Leetcode 146. LRU Cache

medium — apple interview problem

Problem

Design a data structure that follows the constraints of a Least Recently Used (LRU) cache.

Implement the LRUCache class:

• LRUCache(int capacity) Initialize the LRU cache with positive size capacity.
• int get(int key) Return the value of the key if the key exists, otherwise return -1.
• void put(int key, int value) Update the value of the key if the key exists. Otherwise, add the key-value pair to the cache.
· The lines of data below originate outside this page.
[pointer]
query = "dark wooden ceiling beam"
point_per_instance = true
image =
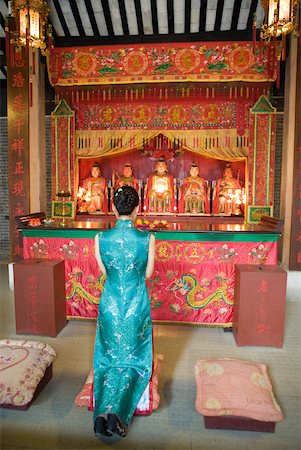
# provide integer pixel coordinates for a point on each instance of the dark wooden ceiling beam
(203, 15)
(219, 15)
(108, 18)
(252, 11)
(124, 21)
(139, 16)
(235, 14)
(187, 15)
(77, 18)
(92, 17)
(154, 17)
(61, 17)
(170, 17)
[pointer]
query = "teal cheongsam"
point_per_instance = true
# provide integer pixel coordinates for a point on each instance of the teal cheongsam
(123, 346)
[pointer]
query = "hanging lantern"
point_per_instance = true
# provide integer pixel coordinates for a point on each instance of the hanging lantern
(29, 19)
(279, 19)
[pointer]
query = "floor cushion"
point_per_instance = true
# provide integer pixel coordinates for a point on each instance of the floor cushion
(149, 401)
(25, 368)
(235, 394)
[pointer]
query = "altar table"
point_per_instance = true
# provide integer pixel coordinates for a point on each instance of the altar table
(193, 280)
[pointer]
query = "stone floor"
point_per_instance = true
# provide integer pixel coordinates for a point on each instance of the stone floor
(54, 422)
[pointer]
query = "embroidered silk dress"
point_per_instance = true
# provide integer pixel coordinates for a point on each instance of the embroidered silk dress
(123, 346)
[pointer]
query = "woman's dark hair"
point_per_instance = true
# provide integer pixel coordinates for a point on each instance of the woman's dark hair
(126, 198)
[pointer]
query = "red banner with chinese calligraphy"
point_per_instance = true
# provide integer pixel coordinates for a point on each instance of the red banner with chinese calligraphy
(18, 140)
(192, 282)
(295, 244)
(153, 63)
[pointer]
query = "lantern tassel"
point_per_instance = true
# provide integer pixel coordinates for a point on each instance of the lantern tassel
(254, 33)
(283, 52)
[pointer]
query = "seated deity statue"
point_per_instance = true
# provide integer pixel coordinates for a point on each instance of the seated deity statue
(92, 196)
(227, 194)
(126, 179)
(160, 192)
(194, 197)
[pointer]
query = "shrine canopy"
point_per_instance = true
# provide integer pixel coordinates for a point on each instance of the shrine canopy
(161, 63)
(208, 125)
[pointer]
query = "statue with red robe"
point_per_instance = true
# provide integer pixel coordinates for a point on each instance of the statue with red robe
(94, 192)
(194, 197)
(126, 179)
(227, 194)
(160, 190)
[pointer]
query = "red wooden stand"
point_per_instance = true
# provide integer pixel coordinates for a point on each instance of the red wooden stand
(259, 305)
(40, 302)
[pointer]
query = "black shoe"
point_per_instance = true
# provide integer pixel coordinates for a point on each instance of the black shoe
(100, 427)
(114, 426)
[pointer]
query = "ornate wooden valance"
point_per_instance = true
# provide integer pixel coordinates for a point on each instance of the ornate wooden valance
(161, 63)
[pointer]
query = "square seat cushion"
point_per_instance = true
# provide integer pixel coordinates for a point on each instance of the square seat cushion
(231, 387)
(23, 365)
If the number of keys exceeds the capacity from this operation, evict the least recently used key.

Follow up:
Could you do get and put in O(1) time complexity?

Example

Idea

My implementation.

• std::unordered_map is O(1) complexity — unique key, not sorted key
• std::map is O(logN) complexity — unique key, sorted key.

Use unordered_map for constant time O(1) since we don’t need sorted keys.

unordered_map usage performance

O(1) result with unordered_map

map usage performance

O(logN) result with map

using namespace std;
class LRUCache {
    list<int> history;
    unordered_map<int, pair<int, list<int>::iterator>> cache;    
    int mCapacity;
public:
    LRUCache(int capacity) : mCapacity(capacity){        
    }
    
    ~LRUCache() {
    }
    
    int get(int key) {
        auto itr = cache.find(key);
        if (itr != cache.end()) {
            // if found, update history 
            // so that current key can go to the end of the list
            auto oldPos = (itr->second).second;
            history.erase(oldPos);
            auto newPos = history.insert(history.end(), key);
            // update iterator to history in map 
            cache[key].second = newPos;
            // return value
            return cache[key].first;
        } else {
            return -1;
        }        
    }
    
    void put(int key, int value) {   
        auto itr = cache.find(key);
        if (itr != cache.end()) {
            // if found, update history
            // so that current key can go to the end of the list
            auto oldPos = (itr->second).second;
            history.erase(oldPos);
            auto newPos = history.insert(history.end(), key);
            
            // if key/value alreay in cache, remove it
            cache.erase(itr);
            cache[key] = make_pair(value, newPos);
        } else {
            auto listItr = history.insert(history.end(), key);
            cache[key] = make_pair(value, listItr);
        }
        
        // size check after insert - "after" is important
        if (cache.size() > mCapacity) {
            // remove the first one in the history
            int oldestKey = history.front();
            history.pop_front();
            auto oldestKeyItr = cache.find(oldestKey);
            cache.erase(oldestKeyItr);
        }       
    }
};